En 1964 Armando obtuvo su primer premio como dibujante en el «Bar Pilsen». Su padre le inculcó una máxima en la cabeza: «Desarrolla un estilo propio, que cuando vean tu obra no haga falta mirar la firma; que se te reconozca inmediatamente con u golpe de vista». Luego triunfó en el concurso de carteles de falla abriendo una nueva época en la plástica festiva. Su estilo son esos trazos de espadachín, verdaderos mandobles sobre el papel que luego se yerguen en un cuadro o en una falla.

Serra es el fallero antifallero, fecunda contradicción. Ama las fallas hasta el día quince de marzo, pero después aborrece su evolución. Lamenta que San José sea ahora una fiesta de carpas, que al fina la acaba pagando el artista fallero. Las comisiones se preocupan más de la carpa que del monumento. Ironiza con la posibilidad de dar premios a las mejores carpas.

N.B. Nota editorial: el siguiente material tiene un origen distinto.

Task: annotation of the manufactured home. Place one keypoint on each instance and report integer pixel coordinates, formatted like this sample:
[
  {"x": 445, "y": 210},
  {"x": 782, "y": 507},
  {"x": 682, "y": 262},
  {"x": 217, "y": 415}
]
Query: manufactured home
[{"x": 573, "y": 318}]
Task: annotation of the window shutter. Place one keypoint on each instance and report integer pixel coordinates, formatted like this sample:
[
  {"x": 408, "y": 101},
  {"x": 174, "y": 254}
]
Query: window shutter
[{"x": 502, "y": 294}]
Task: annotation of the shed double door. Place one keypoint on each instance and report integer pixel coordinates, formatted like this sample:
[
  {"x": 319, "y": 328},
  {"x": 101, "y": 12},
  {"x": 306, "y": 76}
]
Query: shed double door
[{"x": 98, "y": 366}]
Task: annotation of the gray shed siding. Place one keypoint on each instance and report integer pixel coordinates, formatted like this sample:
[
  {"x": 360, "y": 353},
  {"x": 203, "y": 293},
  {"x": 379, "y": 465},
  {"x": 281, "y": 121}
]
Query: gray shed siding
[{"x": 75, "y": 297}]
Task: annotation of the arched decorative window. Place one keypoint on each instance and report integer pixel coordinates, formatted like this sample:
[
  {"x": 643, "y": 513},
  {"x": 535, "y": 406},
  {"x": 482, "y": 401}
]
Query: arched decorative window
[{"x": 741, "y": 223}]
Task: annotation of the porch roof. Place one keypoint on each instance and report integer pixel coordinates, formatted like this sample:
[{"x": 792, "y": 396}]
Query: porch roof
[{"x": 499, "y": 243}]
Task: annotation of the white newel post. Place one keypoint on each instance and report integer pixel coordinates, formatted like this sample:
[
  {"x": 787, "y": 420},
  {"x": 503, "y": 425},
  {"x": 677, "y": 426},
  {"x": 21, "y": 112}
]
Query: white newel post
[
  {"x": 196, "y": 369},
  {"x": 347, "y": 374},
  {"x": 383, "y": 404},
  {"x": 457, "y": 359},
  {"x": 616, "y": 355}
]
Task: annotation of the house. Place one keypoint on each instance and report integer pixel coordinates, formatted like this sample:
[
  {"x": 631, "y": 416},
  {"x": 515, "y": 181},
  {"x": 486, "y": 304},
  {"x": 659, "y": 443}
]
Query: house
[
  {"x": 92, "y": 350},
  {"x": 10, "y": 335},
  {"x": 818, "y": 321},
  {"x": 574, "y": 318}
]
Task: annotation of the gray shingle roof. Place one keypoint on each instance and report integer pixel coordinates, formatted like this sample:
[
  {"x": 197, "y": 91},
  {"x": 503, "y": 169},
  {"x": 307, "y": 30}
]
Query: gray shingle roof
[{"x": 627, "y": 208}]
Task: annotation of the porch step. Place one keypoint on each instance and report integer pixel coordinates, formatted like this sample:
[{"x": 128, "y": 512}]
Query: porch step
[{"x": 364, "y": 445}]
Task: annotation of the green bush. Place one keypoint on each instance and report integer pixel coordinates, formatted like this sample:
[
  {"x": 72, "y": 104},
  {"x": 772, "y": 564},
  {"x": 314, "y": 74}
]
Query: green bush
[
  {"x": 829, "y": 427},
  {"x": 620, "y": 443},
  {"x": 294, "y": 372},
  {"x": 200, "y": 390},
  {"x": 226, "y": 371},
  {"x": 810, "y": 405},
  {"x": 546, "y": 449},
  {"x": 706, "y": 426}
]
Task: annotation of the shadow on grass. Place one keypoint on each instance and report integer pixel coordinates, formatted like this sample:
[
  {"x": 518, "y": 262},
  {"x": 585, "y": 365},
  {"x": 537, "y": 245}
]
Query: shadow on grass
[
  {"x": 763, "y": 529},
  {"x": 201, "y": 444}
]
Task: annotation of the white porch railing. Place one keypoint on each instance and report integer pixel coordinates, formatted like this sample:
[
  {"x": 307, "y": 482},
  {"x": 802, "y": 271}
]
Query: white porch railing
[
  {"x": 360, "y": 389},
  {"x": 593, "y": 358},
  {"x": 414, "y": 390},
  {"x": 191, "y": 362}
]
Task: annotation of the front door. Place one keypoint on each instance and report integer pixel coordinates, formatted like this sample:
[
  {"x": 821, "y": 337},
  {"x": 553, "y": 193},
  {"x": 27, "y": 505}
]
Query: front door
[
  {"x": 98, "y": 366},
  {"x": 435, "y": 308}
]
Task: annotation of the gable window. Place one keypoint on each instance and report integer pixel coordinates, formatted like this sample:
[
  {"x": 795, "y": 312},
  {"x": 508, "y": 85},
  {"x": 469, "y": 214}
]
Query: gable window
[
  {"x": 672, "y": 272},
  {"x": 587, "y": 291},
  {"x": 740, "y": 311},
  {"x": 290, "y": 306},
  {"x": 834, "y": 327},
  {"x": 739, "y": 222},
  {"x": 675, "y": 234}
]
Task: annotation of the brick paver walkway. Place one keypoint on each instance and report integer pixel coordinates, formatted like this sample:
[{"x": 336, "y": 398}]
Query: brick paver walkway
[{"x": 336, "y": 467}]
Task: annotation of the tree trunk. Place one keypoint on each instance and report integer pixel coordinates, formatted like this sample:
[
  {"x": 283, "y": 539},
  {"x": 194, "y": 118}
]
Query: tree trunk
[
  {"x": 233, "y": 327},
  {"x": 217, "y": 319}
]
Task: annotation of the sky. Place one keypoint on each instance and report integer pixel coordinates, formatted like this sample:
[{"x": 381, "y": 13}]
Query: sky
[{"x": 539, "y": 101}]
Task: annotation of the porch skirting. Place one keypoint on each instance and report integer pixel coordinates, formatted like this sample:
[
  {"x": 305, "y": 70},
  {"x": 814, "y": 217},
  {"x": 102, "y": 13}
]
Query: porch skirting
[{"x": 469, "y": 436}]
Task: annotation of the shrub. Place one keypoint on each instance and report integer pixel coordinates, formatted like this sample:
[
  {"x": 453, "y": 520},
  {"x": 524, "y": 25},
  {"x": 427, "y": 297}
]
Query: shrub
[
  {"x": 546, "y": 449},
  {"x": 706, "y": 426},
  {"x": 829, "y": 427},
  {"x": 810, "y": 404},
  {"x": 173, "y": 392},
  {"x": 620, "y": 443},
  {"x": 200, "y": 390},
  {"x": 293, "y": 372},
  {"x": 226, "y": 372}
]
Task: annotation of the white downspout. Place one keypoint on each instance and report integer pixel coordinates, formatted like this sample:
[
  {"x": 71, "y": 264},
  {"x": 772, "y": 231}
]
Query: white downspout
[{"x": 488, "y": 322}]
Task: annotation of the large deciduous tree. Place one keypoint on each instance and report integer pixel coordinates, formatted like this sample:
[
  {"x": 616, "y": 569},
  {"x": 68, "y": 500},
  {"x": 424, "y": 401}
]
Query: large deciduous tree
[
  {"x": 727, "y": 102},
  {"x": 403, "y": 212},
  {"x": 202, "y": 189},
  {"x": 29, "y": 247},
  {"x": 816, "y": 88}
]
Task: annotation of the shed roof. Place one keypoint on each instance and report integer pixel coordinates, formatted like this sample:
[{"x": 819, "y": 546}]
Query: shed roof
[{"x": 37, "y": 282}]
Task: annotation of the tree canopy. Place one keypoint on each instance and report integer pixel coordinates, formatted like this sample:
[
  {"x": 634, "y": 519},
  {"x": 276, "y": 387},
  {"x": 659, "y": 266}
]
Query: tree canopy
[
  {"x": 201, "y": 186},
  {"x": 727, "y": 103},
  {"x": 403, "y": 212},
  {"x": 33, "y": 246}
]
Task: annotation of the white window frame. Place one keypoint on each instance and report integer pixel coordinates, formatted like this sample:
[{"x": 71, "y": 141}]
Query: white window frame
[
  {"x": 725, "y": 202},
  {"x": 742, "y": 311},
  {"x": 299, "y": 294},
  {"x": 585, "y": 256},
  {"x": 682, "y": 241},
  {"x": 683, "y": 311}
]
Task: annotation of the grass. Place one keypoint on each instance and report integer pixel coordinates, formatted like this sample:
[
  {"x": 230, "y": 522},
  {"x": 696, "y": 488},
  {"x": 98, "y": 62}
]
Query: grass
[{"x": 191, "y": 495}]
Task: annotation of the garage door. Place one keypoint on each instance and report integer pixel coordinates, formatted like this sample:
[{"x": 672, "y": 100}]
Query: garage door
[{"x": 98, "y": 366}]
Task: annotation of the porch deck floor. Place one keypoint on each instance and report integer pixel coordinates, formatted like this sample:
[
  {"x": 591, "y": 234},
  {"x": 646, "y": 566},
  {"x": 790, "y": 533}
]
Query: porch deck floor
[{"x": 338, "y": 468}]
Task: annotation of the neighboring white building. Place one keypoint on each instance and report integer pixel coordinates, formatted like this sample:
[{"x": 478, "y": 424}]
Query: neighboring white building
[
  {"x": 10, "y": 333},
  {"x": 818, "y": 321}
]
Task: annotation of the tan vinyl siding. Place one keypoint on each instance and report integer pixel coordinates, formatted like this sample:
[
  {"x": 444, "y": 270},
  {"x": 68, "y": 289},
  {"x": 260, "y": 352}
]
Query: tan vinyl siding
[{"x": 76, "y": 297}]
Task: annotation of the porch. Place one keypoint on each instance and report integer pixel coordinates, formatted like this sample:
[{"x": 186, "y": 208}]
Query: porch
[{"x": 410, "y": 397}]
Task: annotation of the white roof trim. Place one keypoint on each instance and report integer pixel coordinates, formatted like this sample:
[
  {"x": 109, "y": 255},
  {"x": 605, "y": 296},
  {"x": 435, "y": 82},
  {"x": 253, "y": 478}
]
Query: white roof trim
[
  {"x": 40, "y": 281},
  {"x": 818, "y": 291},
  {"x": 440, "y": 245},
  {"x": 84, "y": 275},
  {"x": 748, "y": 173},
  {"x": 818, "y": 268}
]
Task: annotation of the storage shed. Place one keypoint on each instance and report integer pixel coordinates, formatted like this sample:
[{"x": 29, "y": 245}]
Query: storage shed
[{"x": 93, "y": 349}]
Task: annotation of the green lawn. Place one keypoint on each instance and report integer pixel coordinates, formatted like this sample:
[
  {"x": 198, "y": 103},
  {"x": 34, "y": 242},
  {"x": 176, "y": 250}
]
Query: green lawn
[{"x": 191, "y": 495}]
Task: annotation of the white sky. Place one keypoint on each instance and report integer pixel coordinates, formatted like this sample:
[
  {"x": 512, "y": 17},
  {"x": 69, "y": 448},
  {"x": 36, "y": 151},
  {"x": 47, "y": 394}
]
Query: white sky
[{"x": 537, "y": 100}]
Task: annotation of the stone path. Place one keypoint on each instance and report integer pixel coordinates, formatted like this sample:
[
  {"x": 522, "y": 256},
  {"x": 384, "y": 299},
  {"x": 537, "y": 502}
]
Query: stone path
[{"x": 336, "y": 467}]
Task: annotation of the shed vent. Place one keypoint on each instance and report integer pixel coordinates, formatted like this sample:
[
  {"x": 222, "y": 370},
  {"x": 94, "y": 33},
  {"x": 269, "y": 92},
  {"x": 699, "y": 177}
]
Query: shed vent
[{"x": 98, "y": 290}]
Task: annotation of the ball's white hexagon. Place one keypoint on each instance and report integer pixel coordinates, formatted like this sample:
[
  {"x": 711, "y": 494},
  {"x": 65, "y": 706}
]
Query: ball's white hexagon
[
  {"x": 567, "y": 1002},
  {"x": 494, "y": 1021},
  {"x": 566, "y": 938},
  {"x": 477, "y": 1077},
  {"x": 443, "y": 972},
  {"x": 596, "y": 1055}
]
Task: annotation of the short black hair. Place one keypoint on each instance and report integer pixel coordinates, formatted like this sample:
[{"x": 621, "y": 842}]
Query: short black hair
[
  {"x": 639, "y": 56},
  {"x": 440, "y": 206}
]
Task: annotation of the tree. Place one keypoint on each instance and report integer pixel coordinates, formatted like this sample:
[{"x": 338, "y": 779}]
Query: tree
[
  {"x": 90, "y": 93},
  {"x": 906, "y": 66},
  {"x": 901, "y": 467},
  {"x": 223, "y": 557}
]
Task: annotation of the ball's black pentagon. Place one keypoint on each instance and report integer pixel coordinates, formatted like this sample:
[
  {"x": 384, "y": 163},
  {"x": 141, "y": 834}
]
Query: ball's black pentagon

Los premios son otra lacra. Que una falla sea buena o mala en función del veredicto del jurado es un absurdo, cuando además las votaciones nunca se justifican ni explican. Serra ha levantado muchos «cadafals», todos con su estilo inconfundible, y ha sufrido las hipocresías de los sabios que sonríen amablemente mientras clavan la puñalada por la espalda. Por ello no ha aguantado demasiado en las comisiones donde ha sido miembro, enseguida su huracán creativo provoca resquemores y envidias.

Pese a todo, es artista fallero a su estilo, y todavía está dispuesto a trabajar, aunque con presupuestos mínimos, para que no le exijan imposibles. Su primera fallita en 1970 para Convento de Jerusalén, ganó el primer premio. Está orgulloso de sus creaciones en el Campot de la Albufera, las levantadas en Obispo Jaime Pérez, la primera infantil de la plaza del Ayuntamiento que le encargó Pérez Casado o de la experiencia exportadora fallera en Florencia.

Su dinamismo festivo es antiguo. En los albores de la Transición fundó el Grupo de Mecha para reactivar la Procesión del Corpus. Nadie quería salir como personaje bíblico. Los cirialots se nutrían de borrachines y vagabundos que cobraban una soldada por desfilar. Gracias a la unión de grupo de entusiastas la «festa grossa» de la capital se salvó y se mantiene actualmente con una dignidad singular.

Armando y Elvi veneraron el Cristo de la Fe de la Canyada durante años, hasta que un día les ofrecieron ser clavarios del Altar de Sant Vicent. Así se reencontraron con el patrón valenciano, pues ya se habían casado en su presencia en la iglesia de Santo Domingo. A continuación se integraron en la Asociación de los Niños de la calle de San Vicente bajo el mandato magistral de don Antonio Mares, que falleció con casi noventa años y le recomendó fundar su propio altar para no chocar con las rígidas estructuras de los altares clásicos.

Así nació el Altar del Mercado de Colón, apoyado teatralmente en el colegio de los dominicos. Allí contó con colaboradores extraordinarios como el empresario navarro Joaquín Elizalde y su mujer Mariví, además de muchos amigos que aportaron su entusiasta ayuda. Hasta la Junta Central Vicentina reconoció los méritos de la familia nombrando a Elvira Honorable Clavariesa, que se destacó por el activismo social durante su reinado.

Armando ahora es «jubilata», pero sólo de la tienda. En su cocina, junto a una terraza espléndida y bajo la mirada asesora de Elvi, pinta y dibuja bellos cuadros collage. La impronta de la esgrima generosa y artística fluye. El espadachín de sueños sigue en activo.